20090909

TEXT-OBJECT-PROCESS: “NEGATIVE SPACE IS THE NEW BLACK”*

* A phrase coined by my friend Peter Bugg.

And the last step is the most fun, the peeling away, subtractive shaping of the text. This seems like it would be a dangerous, nerve-wracking thing to do, but the paper is incredibly resilient (it’s Somerset Book Heavyweight) and the work is slow enough where it is actually hard to make mistakes (and mistakes are easy enough to fix on a partially destroyed object anyway, and part of this is about all of the “mistakes” made).



I want to figure out way to take advantage of the way that the partially peeled pieces look. It’s a question of legibility (is the partially covered text legible?) and how to structure the action (hand-mechanical, anti-compositional). Perhaps for next year’s broadsides.

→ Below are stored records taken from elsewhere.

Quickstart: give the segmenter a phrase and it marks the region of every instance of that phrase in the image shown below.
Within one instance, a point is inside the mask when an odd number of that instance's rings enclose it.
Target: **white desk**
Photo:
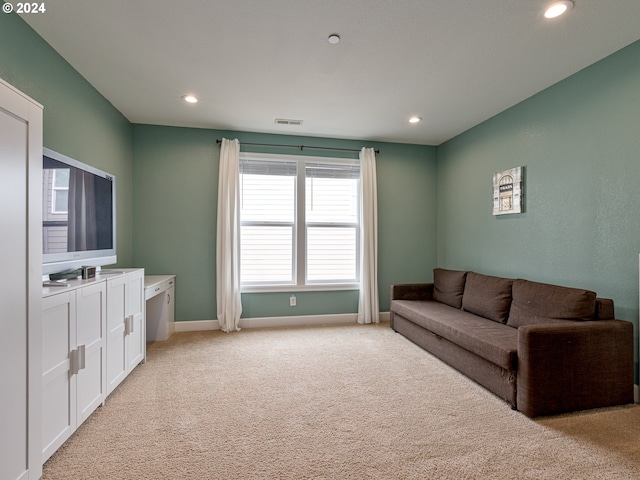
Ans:
[[[146,275],[147,342],[168,340],[175,320],[175,275]]]

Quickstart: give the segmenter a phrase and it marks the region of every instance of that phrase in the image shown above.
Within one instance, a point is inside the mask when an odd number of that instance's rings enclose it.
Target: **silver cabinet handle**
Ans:
[[[71,375],[77,375],[80,370],[86,368],[85,345],[79,345],[69,352],[69,371]]]
[[[78,349],[76,348],[69,352],[69,373],[75,375],[78,371]]]
[[[86,345],[78,346],[78,371],[87,368]]]
[[[133,333],[133,315],[129,315],[124,319],[124,334],[129,335]]]

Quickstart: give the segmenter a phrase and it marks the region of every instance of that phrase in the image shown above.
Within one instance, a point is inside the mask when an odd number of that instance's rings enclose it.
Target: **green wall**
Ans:
[[[133,126],[134,263],[149,274],[176,274],[176,320],[216,318],[215,239],[219,138],[247,143],[372,146],[377,155],[380,307],[389,285],[431,275],[436,258],[436,149],[326,138],[207,129]],[[306,155],[337,152],[241,147],[243,151]],[[357,154],[347,154],[356,156]],[[345,156],[345,154],[342,154]],[[186,296],[188,292],[188,297]],[[243,317],[355,313],[355,291],[243,294]],[[188,298],[187,300],[184,300]]]
[[[383,311],[391,283],[430,280],[440,265],[593,289],[637,337],[640,42],[437,148],[131,125],[15,14],[0,15],[0,78],[44,105],[46,147],[116,175],[118,265],[177,274],[179,321],[216,316],[215,140],[225,136],[381,149]],[[519,165],[525,213],[492,216],[491,175]],[[355,292],[296,295],[291,308],[287,293],[244,294],[244,316],[357,309]]]
[[[637,345],[640,42],[446,142],[437,163],[439,265],[594,290]],[[525,213],[492,216],[492,174],[521,165]]]
[[[0,14],[0,78],[44,106],[44,146],[116,176],[118,265],[132,264],[132,128],[18,15]]]

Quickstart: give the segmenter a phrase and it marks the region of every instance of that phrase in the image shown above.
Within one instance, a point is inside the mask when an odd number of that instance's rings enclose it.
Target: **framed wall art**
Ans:
[[[514,167],[493,174],[493,214],[522,213],[524,167]]]

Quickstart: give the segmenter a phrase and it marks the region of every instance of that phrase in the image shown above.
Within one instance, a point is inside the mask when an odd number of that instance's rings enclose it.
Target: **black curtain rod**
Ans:
[[[222,143],[222,140],[216,140],[216,143],[219,145]],[[310,145],[278,145],[274,143],[247,143],[240,142],[240,145],[252,145],[254,147],[288,147],[288,148],[299,148],[300,150],[304,150],[305,148],[311,148],[314,150],[339,150],[341,152],[360,152],[360,150],[356,150],[355,148],[336,148],[336,147],[312,147]],[[377,153],[380,153],[380,150],[374,150]]]

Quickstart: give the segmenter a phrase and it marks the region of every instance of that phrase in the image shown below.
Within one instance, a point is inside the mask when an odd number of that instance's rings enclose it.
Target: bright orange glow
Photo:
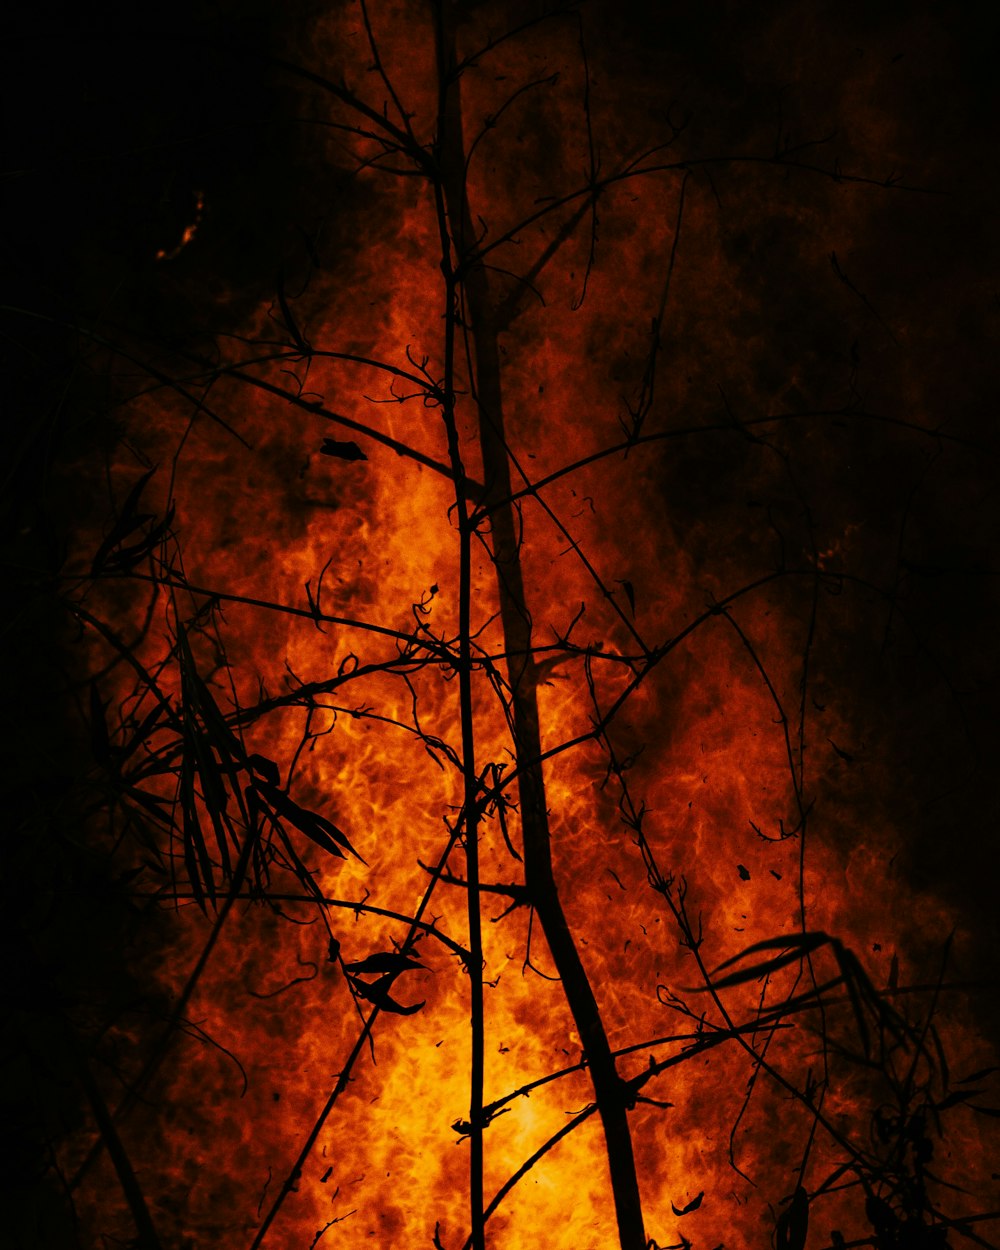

Doing things like this always leaves behind interesting detritus:



Yes, I keep them. No, I don’t know what to do with them yet. But one thing leads to another….

2 comments:

Derek White said...

Great stuff. Really.

François Vigneault said...

Having had the chance to have a "preview", it is awesome to see these process picks. I love the moment where only part of the ground has been removed, and not all the text is revealed... could be interesting for a future broadside, if it matched the tenor of the written word to have some parts imperfectly obfuscated. Good work, you are a constant inspiration!